First Conclusion: […] Second Conclusion […]

Awesome. This is some research here. Thanks @nray!

I agree with @Gilles that "time to first paint" and "time to above-the-fold article text" painting would likely not be negatively affected.

However, I do expect visual progression to improve significantly. That is, "the time until visually settled", or more specifically the time of the last last visual change above-the-fold. As the header, sidebar and logo instructions would no longer be transmitted after the below-the-fold HTML payload.

Right now, even on a moderately fast connection when navigating between articles you will (briefly) first see the article appear without skin header and then the header appears briefly later. This doesn't cause any layout churn as we do reserve that space. But it is a visual change nonetheless.

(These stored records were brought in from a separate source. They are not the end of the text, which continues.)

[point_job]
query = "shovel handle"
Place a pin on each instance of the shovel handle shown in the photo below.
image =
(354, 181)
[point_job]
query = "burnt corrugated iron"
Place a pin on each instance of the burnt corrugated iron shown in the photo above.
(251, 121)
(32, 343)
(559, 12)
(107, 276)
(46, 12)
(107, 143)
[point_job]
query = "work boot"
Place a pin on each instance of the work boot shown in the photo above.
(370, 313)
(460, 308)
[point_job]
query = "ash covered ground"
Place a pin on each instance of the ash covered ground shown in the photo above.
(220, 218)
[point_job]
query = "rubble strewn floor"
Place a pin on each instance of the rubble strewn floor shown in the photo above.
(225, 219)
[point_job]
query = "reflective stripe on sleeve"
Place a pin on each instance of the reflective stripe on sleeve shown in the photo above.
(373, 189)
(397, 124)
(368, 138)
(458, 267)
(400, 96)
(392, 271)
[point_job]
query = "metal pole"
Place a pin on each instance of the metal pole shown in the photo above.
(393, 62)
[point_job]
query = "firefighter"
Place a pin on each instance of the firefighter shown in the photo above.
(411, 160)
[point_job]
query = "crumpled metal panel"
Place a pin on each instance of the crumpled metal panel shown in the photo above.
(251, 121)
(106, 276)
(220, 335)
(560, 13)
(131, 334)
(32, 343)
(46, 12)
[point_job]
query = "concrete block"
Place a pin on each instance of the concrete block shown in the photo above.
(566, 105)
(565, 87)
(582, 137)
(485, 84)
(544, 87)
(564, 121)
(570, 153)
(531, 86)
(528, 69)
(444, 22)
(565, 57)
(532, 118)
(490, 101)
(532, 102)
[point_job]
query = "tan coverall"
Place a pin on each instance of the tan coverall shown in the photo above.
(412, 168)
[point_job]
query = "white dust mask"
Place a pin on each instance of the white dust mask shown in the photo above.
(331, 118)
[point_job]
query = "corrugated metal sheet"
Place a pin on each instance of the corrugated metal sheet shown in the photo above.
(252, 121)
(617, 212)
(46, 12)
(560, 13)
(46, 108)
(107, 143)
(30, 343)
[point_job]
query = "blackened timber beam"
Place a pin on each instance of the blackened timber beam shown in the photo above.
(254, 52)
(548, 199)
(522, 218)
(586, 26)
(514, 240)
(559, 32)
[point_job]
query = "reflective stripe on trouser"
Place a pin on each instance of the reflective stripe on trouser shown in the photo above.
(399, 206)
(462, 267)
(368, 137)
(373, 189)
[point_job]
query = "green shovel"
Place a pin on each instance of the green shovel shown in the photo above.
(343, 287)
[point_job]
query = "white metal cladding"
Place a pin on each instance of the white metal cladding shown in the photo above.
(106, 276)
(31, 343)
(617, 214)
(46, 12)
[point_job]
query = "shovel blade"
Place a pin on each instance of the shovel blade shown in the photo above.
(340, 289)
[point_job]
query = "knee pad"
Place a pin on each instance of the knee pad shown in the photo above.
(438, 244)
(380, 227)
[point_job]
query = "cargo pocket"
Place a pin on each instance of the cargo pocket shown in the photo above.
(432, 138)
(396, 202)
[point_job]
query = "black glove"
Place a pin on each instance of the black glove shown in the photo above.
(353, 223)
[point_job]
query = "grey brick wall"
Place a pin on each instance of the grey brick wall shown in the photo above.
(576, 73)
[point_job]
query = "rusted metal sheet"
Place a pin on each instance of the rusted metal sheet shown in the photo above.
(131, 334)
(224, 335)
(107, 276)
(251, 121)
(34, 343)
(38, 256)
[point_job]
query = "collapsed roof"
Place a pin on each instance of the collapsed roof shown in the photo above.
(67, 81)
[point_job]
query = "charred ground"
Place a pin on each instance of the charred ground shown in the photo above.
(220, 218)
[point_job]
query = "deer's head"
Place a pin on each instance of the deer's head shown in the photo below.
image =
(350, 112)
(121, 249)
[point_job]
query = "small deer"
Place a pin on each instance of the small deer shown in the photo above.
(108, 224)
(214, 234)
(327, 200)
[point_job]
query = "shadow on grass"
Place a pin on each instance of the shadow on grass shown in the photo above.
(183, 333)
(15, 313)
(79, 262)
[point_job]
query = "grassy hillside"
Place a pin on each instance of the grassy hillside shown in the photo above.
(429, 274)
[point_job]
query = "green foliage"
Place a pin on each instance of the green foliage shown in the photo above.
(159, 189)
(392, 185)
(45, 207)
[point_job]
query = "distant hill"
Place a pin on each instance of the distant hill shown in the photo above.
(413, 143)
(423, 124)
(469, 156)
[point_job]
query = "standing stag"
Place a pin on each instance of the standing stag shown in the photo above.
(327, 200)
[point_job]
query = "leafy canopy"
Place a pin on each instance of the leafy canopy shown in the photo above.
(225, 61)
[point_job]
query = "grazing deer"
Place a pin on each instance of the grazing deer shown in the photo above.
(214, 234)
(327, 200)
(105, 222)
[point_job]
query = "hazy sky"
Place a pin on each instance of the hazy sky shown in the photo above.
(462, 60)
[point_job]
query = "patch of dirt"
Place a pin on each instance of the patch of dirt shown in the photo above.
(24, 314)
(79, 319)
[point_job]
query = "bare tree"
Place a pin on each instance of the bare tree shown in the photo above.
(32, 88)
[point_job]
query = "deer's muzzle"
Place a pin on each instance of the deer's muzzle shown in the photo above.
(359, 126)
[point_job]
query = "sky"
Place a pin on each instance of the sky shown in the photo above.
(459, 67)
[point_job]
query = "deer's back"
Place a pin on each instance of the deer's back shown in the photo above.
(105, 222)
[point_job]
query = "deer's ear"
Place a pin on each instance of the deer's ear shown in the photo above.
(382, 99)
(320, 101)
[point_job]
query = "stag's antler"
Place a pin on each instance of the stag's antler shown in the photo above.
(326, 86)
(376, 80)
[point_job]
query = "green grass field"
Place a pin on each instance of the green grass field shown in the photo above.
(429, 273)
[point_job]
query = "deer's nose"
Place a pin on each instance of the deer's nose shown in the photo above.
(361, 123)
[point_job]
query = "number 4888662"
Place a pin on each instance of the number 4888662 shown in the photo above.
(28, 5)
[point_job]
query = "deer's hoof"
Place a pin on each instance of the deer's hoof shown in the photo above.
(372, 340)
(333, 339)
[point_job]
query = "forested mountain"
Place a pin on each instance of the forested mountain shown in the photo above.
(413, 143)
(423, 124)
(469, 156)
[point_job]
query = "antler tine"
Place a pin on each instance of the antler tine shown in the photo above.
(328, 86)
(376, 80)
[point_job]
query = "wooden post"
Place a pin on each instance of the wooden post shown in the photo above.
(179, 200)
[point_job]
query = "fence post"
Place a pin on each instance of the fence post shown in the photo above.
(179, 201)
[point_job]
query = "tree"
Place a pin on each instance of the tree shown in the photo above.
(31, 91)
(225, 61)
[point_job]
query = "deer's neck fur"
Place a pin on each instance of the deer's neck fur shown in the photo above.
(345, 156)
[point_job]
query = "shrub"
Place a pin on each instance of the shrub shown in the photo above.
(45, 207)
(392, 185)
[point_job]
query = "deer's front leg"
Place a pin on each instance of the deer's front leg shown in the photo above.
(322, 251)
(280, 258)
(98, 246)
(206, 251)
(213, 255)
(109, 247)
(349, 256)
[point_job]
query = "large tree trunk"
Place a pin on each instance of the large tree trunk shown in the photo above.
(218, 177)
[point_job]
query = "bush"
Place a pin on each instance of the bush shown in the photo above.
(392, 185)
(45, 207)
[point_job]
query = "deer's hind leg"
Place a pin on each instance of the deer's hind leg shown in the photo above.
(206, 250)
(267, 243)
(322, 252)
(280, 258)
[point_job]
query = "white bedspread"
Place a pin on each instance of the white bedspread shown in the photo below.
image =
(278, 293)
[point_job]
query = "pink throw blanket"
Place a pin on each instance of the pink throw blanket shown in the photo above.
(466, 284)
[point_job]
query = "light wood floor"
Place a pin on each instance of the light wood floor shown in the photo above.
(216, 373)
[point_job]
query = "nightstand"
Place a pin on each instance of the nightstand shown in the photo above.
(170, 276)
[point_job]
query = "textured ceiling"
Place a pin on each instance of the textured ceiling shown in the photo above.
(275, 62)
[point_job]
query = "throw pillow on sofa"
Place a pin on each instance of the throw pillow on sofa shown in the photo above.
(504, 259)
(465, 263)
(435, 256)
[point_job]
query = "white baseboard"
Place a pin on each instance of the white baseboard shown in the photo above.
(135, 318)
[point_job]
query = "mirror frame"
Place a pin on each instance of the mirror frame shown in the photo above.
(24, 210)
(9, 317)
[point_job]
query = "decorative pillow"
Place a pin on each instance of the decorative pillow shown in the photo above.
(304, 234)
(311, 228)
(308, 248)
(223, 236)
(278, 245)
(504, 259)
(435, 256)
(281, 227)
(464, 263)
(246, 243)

Browsers optimise for this by showing the old page until the next navigation has some content painted. In our case that currently means content without the skin header. This change would improve that and thus likely eliminate one of the rendering stages!

Browsers optimise for this by showing the old page until the next navigation has some content painted. In our case that currently means content without the skin header. This change would improve that and thus likely eliminate one of the rendering stages!

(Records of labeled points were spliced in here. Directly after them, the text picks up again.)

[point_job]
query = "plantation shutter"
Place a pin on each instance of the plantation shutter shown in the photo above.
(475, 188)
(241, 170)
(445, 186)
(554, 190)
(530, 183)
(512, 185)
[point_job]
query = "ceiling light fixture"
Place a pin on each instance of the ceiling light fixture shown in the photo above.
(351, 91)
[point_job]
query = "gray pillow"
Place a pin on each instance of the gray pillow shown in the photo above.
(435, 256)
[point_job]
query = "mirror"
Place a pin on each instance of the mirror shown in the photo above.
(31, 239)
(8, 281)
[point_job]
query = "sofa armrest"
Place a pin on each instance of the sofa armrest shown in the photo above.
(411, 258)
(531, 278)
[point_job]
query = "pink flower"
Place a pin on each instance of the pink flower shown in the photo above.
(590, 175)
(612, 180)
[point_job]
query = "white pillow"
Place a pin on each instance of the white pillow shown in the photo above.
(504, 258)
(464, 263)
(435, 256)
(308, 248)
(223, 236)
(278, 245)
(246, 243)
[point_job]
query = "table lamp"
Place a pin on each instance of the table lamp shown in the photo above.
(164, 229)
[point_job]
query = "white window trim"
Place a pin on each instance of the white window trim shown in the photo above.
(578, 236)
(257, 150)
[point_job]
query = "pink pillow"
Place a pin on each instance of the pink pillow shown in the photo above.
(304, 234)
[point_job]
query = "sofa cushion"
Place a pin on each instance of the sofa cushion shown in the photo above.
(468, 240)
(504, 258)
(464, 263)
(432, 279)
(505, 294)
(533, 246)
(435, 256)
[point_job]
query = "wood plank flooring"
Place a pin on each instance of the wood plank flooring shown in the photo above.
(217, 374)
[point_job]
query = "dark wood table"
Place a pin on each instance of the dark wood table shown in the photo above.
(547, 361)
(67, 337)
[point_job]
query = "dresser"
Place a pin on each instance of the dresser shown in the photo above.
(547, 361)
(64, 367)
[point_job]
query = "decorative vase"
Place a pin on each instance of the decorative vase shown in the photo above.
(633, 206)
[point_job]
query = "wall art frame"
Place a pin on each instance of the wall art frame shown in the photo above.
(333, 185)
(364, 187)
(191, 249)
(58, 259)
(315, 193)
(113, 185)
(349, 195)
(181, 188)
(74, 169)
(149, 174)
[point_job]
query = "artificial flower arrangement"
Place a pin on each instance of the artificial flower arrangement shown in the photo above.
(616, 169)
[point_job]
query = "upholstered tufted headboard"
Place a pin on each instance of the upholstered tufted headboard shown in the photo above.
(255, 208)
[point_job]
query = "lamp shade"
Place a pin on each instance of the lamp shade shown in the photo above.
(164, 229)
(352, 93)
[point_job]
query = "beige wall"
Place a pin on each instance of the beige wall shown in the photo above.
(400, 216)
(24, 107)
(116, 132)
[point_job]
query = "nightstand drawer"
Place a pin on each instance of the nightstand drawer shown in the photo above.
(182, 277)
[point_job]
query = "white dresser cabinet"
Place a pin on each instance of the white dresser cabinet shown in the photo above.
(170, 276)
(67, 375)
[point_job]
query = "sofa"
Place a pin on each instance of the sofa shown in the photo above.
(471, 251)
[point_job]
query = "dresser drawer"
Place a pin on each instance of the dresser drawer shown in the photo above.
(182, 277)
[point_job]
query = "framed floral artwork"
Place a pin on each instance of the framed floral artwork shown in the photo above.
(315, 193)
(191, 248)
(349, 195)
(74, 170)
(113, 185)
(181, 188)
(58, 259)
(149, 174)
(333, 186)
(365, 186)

Do you have some further reading on this optimisation? Is it default in all major rendering engines now?

Just to recap the work done in this task: In accordance with the arguments presented above, the DOM order in modern Vector has been changed to reflect the visual flow of the page.
These changes will let us: shed a significant portion of the legacy CSS, improve the presentation on smaller screens, improve the loading experience, and bring Vector in line with more common accessibility patterns on the web.

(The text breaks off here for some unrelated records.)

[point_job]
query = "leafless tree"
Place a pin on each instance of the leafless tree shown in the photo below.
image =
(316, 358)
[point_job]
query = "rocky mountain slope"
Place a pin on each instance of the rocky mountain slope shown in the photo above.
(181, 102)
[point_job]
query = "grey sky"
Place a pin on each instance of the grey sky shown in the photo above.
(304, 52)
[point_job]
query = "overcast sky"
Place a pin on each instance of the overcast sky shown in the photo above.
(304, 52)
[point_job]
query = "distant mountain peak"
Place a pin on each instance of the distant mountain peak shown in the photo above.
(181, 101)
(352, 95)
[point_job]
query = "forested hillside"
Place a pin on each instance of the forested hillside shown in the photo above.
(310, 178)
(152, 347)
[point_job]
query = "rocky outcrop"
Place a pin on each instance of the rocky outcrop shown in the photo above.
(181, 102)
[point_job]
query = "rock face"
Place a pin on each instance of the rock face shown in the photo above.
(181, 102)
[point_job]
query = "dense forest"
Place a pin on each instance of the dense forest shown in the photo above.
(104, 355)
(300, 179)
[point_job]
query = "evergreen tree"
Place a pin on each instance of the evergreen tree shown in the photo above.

The "jump to navigation" link has been replaced with a more common "jump to content" link.
The new DOM order is now:

  1. Jump to content link
  2. Header
    1. Sidebar button (with option to open sidebar menu)
    2. Search
    3. Personal menu
  3. Tabs
  4. Content
  5. Footer

There is still some followup work to do regarding the tab-order of the sidebar button and sidebar menu, but that has been captured in T262872. We also plan on conducting an accessibility audit of these changes. T263834.

In accordance with @ovasileva we'll move this to backlog and declare following tasks as sub-tasks

  • The indicators are still to be resolved one way or the other (already sub-task)
  • The tab order of sidebar buttons T262872
  • And the follow-ups from AFB testing would make good sub-tasks too
Volker_E renamed this task from [SPIKE 8hrs] Determine the optimum Vector DOM structure for a11y and performance to [Epic] Determine the optimum Vector DOM structure for a11y and performance.Oct 20 2020, 11:11 AM
Volker_E removed Volker_E as the assignee of this task.

@Volker_E @Jdrewniak given this is a team goal for the quarter and this is wrapping up, is there anything left here? Or can this be continued in subtasks without need of a goal tracking card?
In T240489#6563658 we said we'd move this to backlog so I'm a little confused with what happened here.

@Volker_E - resolving this for right now to make space on the board. Feel free to add any thoughts and re-open if necessary when you have time for a review.